Health Group, Griffith University, Gold Coast, QLD, Australia.
Library and Learning Services, Griffith University, Gold Coast, QLD, Australia.
Health Inf Manag. 2020 May-Sep;49(2-3):108-116. doi: 10.1177/1833358319831318. Epub 2019 Mar 11.
Building or acquiring research data management (RDM) capacity is a major challenge for health and medical researchers and academic institutes alike. Considering that RDM practices influence the integrity and longevity of data, targeting RDM services and support in recognition of needs is especially valuable in health and medical research.
This project sought to examine the current RDM practices of health and medical researchers from an academic institution in Australia.
A cross-sectional survey was used to collect information from a convenience sample of 81 members of a research institute (68 academic staff and 13 postgraduate students). A survey was constructed to assess selected data management tasks associated with the earlier stages of the research data life cycle.

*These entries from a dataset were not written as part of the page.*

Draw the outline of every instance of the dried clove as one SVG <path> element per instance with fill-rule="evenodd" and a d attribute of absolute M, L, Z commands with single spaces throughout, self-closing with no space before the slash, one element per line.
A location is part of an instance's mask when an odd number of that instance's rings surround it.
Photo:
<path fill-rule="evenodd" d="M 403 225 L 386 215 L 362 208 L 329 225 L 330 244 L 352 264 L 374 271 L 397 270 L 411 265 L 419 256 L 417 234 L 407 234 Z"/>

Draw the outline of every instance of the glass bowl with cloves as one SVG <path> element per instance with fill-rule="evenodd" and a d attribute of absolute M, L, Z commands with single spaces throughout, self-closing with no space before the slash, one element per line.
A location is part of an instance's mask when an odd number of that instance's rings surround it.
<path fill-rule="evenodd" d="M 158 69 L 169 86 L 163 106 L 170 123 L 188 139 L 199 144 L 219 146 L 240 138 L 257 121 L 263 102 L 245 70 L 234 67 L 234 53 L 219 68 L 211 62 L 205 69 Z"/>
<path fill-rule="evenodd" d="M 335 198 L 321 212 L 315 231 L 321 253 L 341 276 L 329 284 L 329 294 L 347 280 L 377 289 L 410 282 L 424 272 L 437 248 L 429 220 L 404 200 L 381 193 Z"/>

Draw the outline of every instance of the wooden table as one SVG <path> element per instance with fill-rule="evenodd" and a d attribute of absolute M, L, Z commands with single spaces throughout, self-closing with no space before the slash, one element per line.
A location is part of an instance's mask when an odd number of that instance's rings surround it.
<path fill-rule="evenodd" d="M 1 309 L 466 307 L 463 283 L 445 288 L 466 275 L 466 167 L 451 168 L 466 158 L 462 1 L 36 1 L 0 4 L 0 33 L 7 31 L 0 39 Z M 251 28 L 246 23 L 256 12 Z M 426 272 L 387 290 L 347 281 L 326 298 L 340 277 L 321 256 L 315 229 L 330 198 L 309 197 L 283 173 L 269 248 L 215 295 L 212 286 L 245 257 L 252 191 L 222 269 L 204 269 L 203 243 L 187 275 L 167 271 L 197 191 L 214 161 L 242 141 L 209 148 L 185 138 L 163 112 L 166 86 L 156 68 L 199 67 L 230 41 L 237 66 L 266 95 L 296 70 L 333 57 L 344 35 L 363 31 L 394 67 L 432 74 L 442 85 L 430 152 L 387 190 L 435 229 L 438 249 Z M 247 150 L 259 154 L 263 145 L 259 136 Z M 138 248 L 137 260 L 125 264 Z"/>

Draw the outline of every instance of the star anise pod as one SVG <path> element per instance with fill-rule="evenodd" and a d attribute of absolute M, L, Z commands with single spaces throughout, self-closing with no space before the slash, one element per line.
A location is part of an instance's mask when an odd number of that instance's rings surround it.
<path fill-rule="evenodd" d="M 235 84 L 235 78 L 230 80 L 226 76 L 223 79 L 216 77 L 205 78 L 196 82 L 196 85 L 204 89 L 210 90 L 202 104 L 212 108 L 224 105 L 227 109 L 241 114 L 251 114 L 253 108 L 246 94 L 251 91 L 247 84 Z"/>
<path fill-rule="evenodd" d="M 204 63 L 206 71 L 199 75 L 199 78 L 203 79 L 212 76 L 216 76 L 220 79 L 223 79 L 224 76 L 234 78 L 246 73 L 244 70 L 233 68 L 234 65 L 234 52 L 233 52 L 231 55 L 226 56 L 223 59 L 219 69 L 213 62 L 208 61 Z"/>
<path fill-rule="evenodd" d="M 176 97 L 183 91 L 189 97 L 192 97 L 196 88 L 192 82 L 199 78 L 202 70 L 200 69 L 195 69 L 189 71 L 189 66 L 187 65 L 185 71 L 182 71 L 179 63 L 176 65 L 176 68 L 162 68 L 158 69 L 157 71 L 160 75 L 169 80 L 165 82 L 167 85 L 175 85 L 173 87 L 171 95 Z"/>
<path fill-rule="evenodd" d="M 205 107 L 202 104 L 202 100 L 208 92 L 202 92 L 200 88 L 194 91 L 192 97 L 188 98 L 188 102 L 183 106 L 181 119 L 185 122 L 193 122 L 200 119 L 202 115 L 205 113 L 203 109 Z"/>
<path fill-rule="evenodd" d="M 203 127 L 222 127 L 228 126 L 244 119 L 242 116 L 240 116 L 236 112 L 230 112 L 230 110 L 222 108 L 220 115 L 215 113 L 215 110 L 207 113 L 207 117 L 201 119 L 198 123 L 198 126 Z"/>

Our study indicates that RDM tasks associated with creating, processing and analysis of data vary greatly among researchers and are likely influenced by their level of research experience and RDM practices within their immediate teams.
Evaluating the data management practices of health and medical researchers, contextualised by tasks associated with the research data life cycle, is an effective way of shaping RDM services and support in this group.
This study recognises that institutional strategies targeted at tasks associated with the creation, processing and analysis of data will strengthen researcher capacity, instil good research practice and, over time, improve health informatics and research data quality.
对于健康和医学研究人员以及学术机构来说,建立或获取研究数据管理 (RDM) 能力是一项重大挑战。考虑到 RDM 实践会影响数据的完整性和寿命,针对 RDM 服务和支持以满足需求,在健康和医学研究中尤其具有价值。
本项目旨在从澳大利亚一所学术机构的健康和医学研究人员的角度,考察他们当前的 RDM 实践情况。
采用横断面调查,从一个研究机构(68 名学术人员和 13 名研究生)的便利样本中收集信息。调查旨在评估与研究数据生命周期早期阶段相关的选定数据管理任务。
我们的研究表明,与数据创建、处理和分析相关的 RDM 任务在研究人员之间差异很大,并且可能受到他们的研究经验水平和他们所在团队内的 RDM 实践的影响。
评估健康和医学研究人员的数据管理实践,将其与研究数据生命周期相关的任务联系起来,是为这一群体塑造 RDM 服务和支持的有效方法。
本研究认识到,针对与数据创建、处理和分析相关的任务制定机构战略,将增强研究人员的能力,树立良好的研究实践,并随着时间的推移提高健康信息学和研究数据的质量。